The fortified Benedictine Abbey of Saint-Hilaire is located among vineyards in the heart of the Cathar country

There is a fortified Saint-Hilaire Benedictine Abbey (fr. Abbaye de Saint-Hilaire) in Saint-Hilaire (department of Aude, France) that is just a 15-minute drive from the medieval city of Carcassonne in the heart of the Cathar country among the vineyards. The Saint-Hilaire Abbey has stepped over 10 centuries of history…

History

The abbey was built on the site of the former Saint-Hilaire chapel in honor of St. Saturnin, the first bishop of Toulouse. The first written abbey mentioning dates from 825. It is known that monks have been allowed to choose their abbot from the ninth century.

Archaeological finds, some of which have been preserved in the abbey permanent exhibition, testify to this place of Roman occupation.

The abbey enjoyed protection from the counts of Carcassonne until the XII century.

The monks were accused of supporting the Cathar heresy during the crusade against the Albigensians. The monastery was plundered and ruined. Some land and real estate were transferred to the administration of the Prouilhe community until 1217.

Guillaume de l’Isle, the of Saint-Pons de Thomières Abbey abbot, was appointed together with the Lagras and Saint-Hilaire Abbeys’ abbots the head of the Narbonne province black monks in 1226.

King Louis IX of France (Saint Louis) ordered the return of the land to the Saint-Hilaire Abbey in 1246.

The abbey experienced many financial difficulties caused by the Hundred Years War and also the Black Death (plague epidemic) consequences in the fourteenth and fifteenth centuries.

No more than six monks lived in the abbey during the eighteenth century and they did not follow religious rites strictly.

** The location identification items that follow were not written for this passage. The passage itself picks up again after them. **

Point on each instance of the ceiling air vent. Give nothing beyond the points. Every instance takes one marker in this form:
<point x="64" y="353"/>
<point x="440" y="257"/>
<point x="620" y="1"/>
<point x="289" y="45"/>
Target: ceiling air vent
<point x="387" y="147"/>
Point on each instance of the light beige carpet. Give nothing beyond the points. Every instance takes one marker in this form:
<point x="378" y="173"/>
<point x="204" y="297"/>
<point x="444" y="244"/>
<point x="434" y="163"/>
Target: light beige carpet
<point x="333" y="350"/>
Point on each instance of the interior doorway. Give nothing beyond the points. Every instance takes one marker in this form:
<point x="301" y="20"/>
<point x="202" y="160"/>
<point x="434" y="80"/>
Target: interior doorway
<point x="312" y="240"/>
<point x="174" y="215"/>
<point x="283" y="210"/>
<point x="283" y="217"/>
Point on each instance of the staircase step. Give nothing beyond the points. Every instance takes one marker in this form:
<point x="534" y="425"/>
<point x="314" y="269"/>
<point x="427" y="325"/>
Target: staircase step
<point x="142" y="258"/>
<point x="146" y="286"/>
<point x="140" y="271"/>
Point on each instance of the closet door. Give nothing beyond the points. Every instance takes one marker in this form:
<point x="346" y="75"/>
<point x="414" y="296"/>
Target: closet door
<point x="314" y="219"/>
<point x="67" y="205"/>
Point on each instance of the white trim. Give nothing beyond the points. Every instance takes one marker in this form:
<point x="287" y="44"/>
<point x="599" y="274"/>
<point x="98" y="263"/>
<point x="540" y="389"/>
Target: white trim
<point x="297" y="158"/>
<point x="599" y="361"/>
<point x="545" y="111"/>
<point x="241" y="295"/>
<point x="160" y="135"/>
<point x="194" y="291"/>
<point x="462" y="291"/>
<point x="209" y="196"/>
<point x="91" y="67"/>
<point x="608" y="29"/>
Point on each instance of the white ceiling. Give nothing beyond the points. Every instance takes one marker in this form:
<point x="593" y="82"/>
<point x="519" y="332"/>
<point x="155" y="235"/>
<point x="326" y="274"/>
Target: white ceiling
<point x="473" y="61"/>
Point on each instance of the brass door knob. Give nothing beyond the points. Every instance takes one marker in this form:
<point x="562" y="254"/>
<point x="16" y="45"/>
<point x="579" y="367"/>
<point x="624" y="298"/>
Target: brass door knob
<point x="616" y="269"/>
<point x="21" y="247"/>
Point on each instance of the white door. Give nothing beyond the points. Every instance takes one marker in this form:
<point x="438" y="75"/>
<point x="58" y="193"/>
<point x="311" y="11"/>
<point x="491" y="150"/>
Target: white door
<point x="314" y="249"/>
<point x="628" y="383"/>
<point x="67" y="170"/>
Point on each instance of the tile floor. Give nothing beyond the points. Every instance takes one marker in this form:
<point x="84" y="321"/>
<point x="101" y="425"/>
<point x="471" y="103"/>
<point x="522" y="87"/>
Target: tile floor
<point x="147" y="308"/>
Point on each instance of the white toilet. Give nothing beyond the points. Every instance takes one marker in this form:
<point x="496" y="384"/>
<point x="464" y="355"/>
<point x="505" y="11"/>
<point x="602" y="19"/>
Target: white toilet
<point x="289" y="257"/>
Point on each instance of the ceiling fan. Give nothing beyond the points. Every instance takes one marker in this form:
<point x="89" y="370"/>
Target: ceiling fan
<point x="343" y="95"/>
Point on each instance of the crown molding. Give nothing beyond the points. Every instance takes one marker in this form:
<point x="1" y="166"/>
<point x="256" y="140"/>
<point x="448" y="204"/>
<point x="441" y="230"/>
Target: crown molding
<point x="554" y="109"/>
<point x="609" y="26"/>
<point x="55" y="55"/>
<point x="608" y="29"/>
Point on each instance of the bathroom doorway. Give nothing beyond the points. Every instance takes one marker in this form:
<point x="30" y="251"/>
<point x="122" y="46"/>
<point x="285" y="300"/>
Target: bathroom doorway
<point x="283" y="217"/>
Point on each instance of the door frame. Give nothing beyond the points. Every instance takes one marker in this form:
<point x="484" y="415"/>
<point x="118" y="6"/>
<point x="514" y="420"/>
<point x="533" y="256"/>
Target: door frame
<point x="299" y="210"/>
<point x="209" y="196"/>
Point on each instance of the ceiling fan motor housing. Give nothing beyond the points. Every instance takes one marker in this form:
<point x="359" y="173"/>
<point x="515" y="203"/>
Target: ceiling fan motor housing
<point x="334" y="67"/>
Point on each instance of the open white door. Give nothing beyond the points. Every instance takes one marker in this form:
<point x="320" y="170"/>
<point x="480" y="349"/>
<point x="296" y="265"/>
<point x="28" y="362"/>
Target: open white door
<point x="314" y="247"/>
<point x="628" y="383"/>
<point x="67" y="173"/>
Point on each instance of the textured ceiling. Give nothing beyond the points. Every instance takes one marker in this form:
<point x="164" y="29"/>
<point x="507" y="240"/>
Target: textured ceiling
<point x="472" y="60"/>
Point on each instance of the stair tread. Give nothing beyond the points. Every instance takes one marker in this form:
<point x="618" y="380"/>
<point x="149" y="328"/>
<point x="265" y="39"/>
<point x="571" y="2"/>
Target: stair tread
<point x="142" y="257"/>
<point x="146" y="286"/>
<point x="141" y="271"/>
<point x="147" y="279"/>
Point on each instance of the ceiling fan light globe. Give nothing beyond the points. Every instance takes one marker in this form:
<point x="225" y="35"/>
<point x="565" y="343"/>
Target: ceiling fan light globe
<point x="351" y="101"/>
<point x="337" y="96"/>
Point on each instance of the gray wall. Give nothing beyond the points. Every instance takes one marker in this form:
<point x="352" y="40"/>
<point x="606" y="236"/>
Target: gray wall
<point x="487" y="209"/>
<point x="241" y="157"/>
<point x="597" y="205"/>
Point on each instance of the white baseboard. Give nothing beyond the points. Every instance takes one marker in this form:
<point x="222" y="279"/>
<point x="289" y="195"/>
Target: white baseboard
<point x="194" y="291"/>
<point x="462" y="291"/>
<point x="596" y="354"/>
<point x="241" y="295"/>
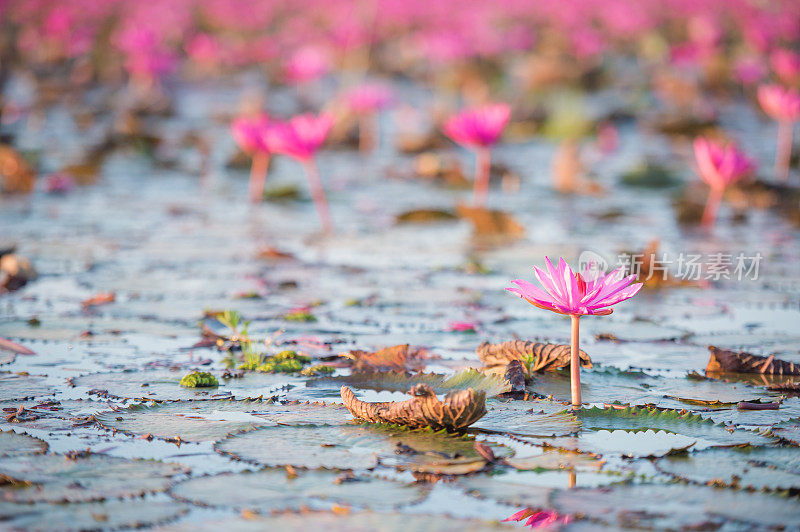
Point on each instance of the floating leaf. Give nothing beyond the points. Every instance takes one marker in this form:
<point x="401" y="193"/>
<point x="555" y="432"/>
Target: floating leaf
<point x="354" y="447"/>
<point x="211" y="420"/>
<point x="21" y="387"/>
<point x="529" y="418"/>
<point x="773" y="468"/>
<point x="105" y="515"/>
<point x="82" y="478"/>
<point x="534" y="356"/>
<point x="274" y="490"/>
<point x="164" y="385"/>
<point x="14" y="444"/>
<point x="424" y="410"/>
<point x="396" y="358"/>
<point x="351" y="522"/>
<point x="678" y="507"/>
<point x="401" y="382"/>
<point x="705" y="432"/>
<point x="724" y="360"/>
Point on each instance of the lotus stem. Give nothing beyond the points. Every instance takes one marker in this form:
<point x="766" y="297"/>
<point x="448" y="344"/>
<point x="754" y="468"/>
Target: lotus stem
<point x="258" y="175"/>
<point x="483" y="166"/>
<point x="368" y="132"/>
<point x="318" y="195"/>
<point x="712" y="206"/>
<point x="575" y="364"/>
<point x="784" y="153"/>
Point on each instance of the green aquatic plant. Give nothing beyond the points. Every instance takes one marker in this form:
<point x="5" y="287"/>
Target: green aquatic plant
<point x="199" y="379"/>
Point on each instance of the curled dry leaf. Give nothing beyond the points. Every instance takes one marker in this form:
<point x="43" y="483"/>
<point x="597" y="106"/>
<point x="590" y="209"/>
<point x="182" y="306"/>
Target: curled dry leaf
<point x="723" y="360"/>
<point x="458" y="410"/>
<point x="396" y="358"/>
<point x="491" y="223"/>
<point x="534" y="356"/>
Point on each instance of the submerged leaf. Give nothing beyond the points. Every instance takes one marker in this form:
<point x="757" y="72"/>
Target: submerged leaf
<point x="724" y="360"/>
<point x="82" y="478"/>
<point x="458" y="410"/>
<point x="274" y="490"/>
<point x="534" y="356"/>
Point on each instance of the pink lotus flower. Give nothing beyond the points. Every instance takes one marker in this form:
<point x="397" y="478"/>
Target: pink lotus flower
<point x="566" y="292"/>
<point x="300" y="138"/>
<point x="783" y="105"/>
<point x="479" y="129"/>
<point x="542" y="519"/>
<point x="786" y="64"/>
<point x="251" y="134"/>
<point x="720" y="165"/>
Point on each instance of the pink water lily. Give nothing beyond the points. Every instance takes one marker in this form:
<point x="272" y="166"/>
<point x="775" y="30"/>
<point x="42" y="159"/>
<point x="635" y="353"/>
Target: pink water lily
<point x="591" y="293"/>
<point x="479" y="129"/>
<point x="251" y="134"/>
<point x="719" y="165"/>
<point x="783" y="105"/>
<point x="300" y="138"/>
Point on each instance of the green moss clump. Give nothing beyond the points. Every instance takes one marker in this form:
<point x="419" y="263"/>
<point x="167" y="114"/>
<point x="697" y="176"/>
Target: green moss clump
<point x="316" y="371"/>
<point x="199" y="379"/>
<point x="300" y="315"/>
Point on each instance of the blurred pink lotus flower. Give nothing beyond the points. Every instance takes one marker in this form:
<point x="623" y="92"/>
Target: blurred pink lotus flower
<point x="786" y="64"/>
<point x="479" y="129"/>
<point x="251" y="134"/>
<point x="365" y="101"/>
<point x="541" y="519"/>
<point x="462" y="326"/>
<point x="59" y="183"/>
<point x="783" y="105"/>
<point x="720" y="165"/>
<point x="307" y="64"/>
<point x="300" y="138"/>
<point x="591" y="293"/>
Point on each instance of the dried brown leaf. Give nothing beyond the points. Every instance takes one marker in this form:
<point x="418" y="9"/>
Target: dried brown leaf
<point x="458" y="410"/>
<point x="542" y="356"/>
<point x="395" y="358"/>
<point x="724" y="360"/>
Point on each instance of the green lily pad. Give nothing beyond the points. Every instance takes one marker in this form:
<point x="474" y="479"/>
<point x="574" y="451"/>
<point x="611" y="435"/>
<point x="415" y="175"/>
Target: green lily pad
<point x="106" y="515"/>
<point x="355" y="447"/>
<point x="274" y="490"/>
<point x="678" y="507"/>
<point x="14" y="444"/>
<point x="83" y="478"/>
<point x="529" y="418"/>
<point x="402" y="382"/>
<point x="194" y="421"/>
<point x="705" y="432"/>
<point x="354" y="522"/>
<point x="773" y="468"/>
<point x="21" y="387"/>
<point x="164" y="385"/>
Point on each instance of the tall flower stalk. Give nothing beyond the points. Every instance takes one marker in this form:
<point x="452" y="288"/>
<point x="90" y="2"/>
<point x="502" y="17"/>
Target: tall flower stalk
<point x="479" y="129"/>
<point x="591" y="293"/>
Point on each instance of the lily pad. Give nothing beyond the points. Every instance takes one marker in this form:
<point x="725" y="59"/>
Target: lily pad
<point x="195" y="421"/>
<point x="529" y="418"/>
<point x="678" y="507"/>
<point x="134" y="513"/>
<point x="14" y="444"/>
<point x="82" y="478"/>
<point x="21" y="387"/>
<point x="402" y="382"/>
<point x="705" y="432"/>
<point x="354" y="447"/>
<point x="164" y="385"/>
<point x="273" y="489"/>
<point x="772" y="468"/>
<point x="361" y="521"/>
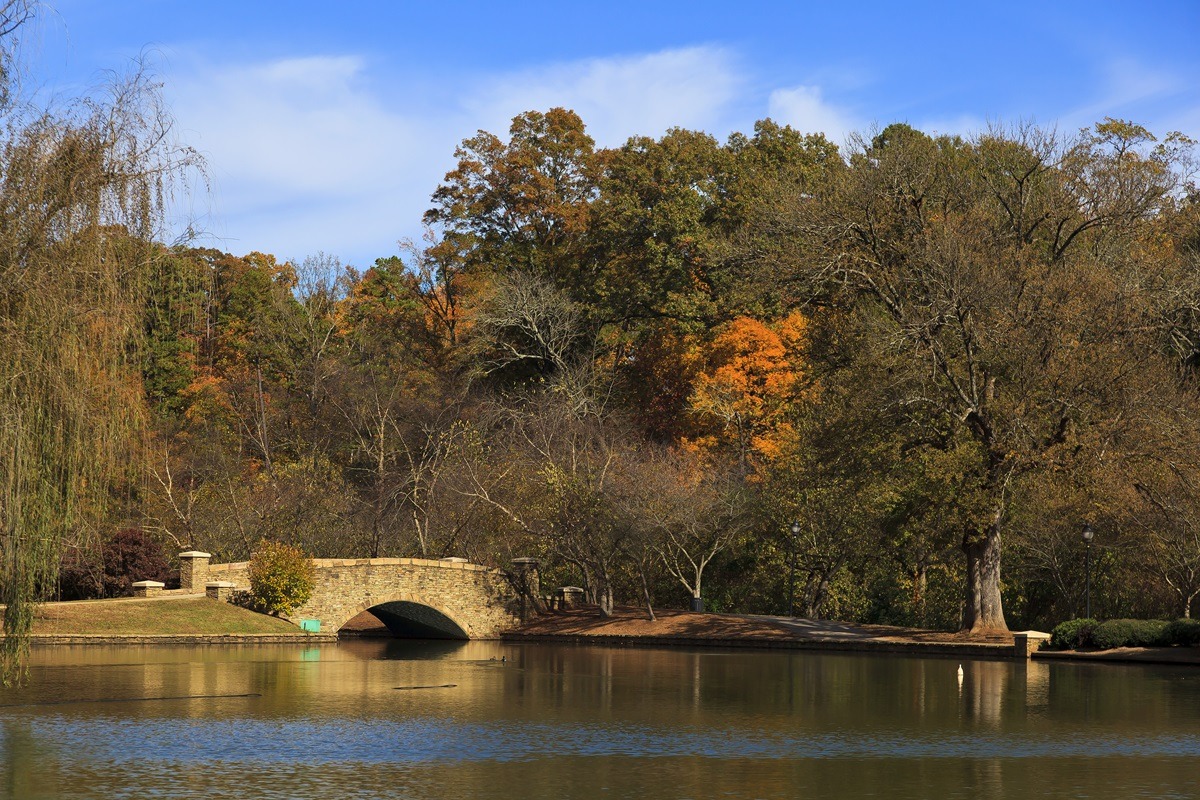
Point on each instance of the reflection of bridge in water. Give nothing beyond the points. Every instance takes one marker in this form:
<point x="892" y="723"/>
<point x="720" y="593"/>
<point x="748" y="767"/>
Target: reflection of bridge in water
<point x="413" y="597"/>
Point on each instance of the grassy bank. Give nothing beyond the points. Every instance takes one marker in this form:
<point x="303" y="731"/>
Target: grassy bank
<point x="184" y="615"/>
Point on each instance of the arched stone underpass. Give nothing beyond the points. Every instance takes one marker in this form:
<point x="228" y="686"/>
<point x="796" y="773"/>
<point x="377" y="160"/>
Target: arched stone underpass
<point x="447" y="599"/>
<point x="413" y="620"/>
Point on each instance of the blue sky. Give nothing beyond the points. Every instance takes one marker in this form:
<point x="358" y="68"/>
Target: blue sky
<point x="327" y="126"/>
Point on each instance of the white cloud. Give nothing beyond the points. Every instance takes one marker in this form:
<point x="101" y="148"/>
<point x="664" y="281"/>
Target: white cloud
<point x="805" y="109"/>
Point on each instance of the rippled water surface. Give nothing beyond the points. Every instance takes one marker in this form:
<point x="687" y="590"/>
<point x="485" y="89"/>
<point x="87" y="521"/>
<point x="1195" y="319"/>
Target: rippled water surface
<point x="439" y="720"/>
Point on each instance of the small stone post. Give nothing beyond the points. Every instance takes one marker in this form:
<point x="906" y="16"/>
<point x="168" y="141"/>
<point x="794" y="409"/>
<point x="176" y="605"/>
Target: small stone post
<point x="528" y="584"/>
<point x="1026" y="643"/>
<point x="193" y="571"/>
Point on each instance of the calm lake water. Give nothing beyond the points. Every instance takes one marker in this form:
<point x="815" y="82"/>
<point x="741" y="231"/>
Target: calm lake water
<point x="389" y="719"/>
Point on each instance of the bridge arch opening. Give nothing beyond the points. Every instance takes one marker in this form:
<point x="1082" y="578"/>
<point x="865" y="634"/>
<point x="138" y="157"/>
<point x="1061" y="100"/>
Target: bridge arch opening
<point x="412" y="619"/>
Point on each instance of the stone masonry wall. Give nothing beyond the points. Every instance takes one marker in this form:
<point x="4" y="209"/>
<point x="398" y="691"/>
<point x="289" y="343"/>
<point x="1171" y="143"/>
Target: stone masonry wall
<point x="477" y="599"/>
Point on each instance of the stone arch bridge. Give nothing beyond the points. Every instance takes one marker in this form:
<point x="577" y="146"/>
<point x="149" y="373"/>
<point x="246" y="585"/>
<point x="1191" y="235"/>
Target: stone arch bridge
<point x="415" y="597"/>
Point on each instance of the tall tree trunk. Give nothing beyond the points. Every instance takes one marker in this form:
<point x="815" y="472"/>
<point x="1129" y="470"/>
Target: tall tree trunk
<point x="984" y="609"/>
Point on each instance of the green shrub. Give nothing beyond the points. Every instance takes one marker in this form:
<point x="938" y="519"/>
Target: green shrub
<point x="281" y="577"/>
<point x="1183" y="631"/>
<point x="1073" y="635"/>
<point x="1129" y="633"/>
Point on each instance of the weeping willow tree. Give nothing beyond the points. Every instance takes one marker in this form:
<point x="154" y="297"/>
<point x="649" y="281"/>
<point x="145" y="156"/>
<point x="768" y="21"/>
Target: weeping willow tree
<point x="83" y="191"/>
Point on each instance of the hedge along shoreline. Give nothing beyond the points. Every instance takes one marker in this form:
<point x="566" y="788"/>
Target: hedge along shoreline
<point x="1084" y="633"/>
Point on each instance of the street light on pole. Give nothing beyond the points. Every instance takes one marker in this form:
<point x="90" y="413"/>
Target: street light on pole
<point x="791" y="569"/>
<point x="1087" y="569"/>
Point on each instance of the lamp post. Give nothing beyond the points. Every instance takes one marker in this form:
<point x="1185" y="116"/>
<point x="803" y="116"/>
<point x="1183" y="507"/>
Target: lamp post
<point x="791" y="567"/>
<point x="1087" y="569"/>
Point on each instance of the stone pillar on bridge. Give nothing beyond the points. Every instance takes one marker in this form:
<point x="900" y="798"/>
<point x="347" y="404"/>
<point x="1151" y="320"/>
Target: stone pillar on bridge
<point x="193" y="571"/>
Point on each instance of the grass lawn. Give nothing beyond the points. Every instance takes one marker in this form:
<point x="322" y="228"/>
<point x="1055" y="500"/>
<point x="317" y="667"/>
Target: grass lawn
<point x="185" y="614"/>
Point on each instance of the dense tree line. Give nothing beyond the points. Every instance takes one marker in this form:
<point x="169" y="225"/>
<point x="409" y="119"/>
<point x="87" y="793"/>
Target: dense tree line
<point x="940" y="356"/>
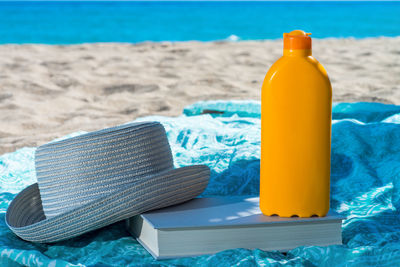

The abbey church became a parish church in 1758. The monastery buildings have the national treasure status since the end of the 18th century.

Abbey architecture

Saint-Hilaire Abbey consists of a church, a cloister, two refectory, an abbey house, a former Chapter House, pantries, a cellar, and a former security hall.

The cloister was built in the XIV century in the form of a trapezoid with four galleries with arcades and columns. The stone carving shows foliage, human faces, or animals. The stone used is sandstone. The cloister has been a historical monument since 1846.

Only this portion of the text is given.